Agama Islam memiliki prinsip tauhid yang teguh, yaitu keesaan Allah SWT sebagai satu-satunya Tuhan yang patut disembah. Al-Qur'an dan Sunnah Nabi Muhammad SAW secara tegas melarang penyembahan terhadap makhluk atau patung apa pun, karena hal tersebut merupakan syirik, dosa terbesar dalam Islam. Dalam kerangka ini, figur Dewi Kwan Im sebagai entitas yang disembah secara langsung, tentu tidak sejalan dengan ajaran Islam.

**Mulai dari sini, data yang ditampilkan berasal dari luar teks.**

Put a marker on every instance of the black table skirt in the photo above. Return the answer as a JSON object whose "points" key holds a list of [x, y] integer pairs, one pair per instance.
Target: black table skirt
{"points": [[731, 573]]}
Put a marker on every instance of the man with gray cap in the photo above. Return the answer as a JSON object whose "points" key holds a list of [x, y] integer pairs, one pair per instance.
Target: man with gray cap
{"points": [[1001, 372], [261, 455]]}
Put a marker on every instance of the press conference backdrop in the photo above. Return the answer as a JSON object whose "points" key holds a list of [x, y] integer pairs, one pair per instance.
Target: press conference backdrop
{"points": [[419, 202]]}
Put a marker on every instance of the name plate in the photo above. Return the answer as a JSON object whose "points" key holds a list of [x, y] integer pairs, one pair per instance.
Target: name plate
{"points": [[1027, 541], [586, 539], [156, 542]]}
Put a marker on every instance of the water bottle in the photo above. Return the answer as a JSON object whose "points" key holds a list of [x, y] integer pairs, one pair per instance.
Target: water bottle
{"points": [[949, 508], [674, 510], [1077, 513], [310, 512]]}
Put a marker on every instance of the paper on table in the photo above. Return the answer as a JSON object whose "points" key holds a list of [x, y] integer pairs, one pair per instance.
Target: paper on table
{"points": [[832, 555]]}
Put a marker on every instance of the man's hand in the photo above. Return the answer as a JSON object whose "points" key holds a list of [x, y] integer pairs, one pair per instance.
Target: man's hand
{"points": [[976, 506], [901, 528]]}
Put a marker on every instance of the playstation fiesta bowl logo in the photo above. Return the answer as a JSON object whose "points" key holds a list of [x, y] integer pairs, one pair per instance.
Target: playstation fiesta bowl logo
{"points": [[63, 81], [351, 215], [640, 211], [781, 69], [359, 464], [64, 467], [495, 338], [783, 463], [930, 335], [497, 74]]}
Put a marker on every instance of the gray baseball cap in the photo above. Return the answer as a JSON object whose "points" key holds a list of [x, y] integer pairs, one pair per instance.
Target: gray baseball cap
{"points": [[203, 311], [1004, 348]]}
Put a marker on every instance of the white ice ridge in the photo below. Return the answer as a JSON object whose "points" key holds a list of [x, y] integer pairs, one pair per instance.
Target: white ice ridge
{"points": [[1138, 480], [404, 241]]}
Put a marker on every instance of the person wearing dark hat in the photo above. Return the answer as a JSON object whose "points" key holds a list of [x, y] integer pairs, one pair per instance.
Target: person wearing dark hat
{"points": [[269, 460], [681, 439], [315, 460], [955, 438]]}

Namun, menarik untuk menelisik bagaimana umat Muslim, terutama yang memiliki latar belakang budaya Tionghoa, berinteraksi dengan kehadiran figur seperti Kwan Im. Di beberapa komunitas Muslim Tionghoa, terdapat praktik akulturasi budaya di mana elemen-elemen lokal bercampur dengan praktik keagamaan. Dalam konteks ini, figur Kwan Im mungkin tidak disembah sebagai dewa, melainkan dilihat melalui lensa yang berbeda.
Beberapa cendekiawan dan anggota komunitas Muslim Tionghoa berpendapat bahwa aspek-aspek positif yang diasosiasikan dengan Kwan Im – seperti welas asih, kebaikan, perlindungan, dan empati – sebenarnya sejalan dengan nilai-nilai luhur yang diajarkan dalam Islam. Dalam Islam, Allah SWT sendiri adalah Ar-Rahman (Yang Maha Pengasih) dan Ar-Rahim (Yang Maha Penyayang). Sifat-sifat ini tercermin dalam perintah kepada umat Muslim untuk senantiasa berbuat baik, saling mengasihi, dan membantu sesama.
Oleh karena itu, bagi sebagian orang, figur Kwan Im dapat diinterpretasikan secara simbolis. Ia bisa dilihat sebagai representasi dari nilai-nilai kemanusiaan universal yang digaungkan oleh berbagai tradisi spiritual, termasuk Islam. Kasih sayang, empati, dan keinginan untuk meringankan penderitaan adalah prinsip-prinsip etis yang mendasar dan dianjurkan dalam ajaran Islam melalui konsep seperti *rahmatan lil 'alamin* (rahmat bagi seluruh alam).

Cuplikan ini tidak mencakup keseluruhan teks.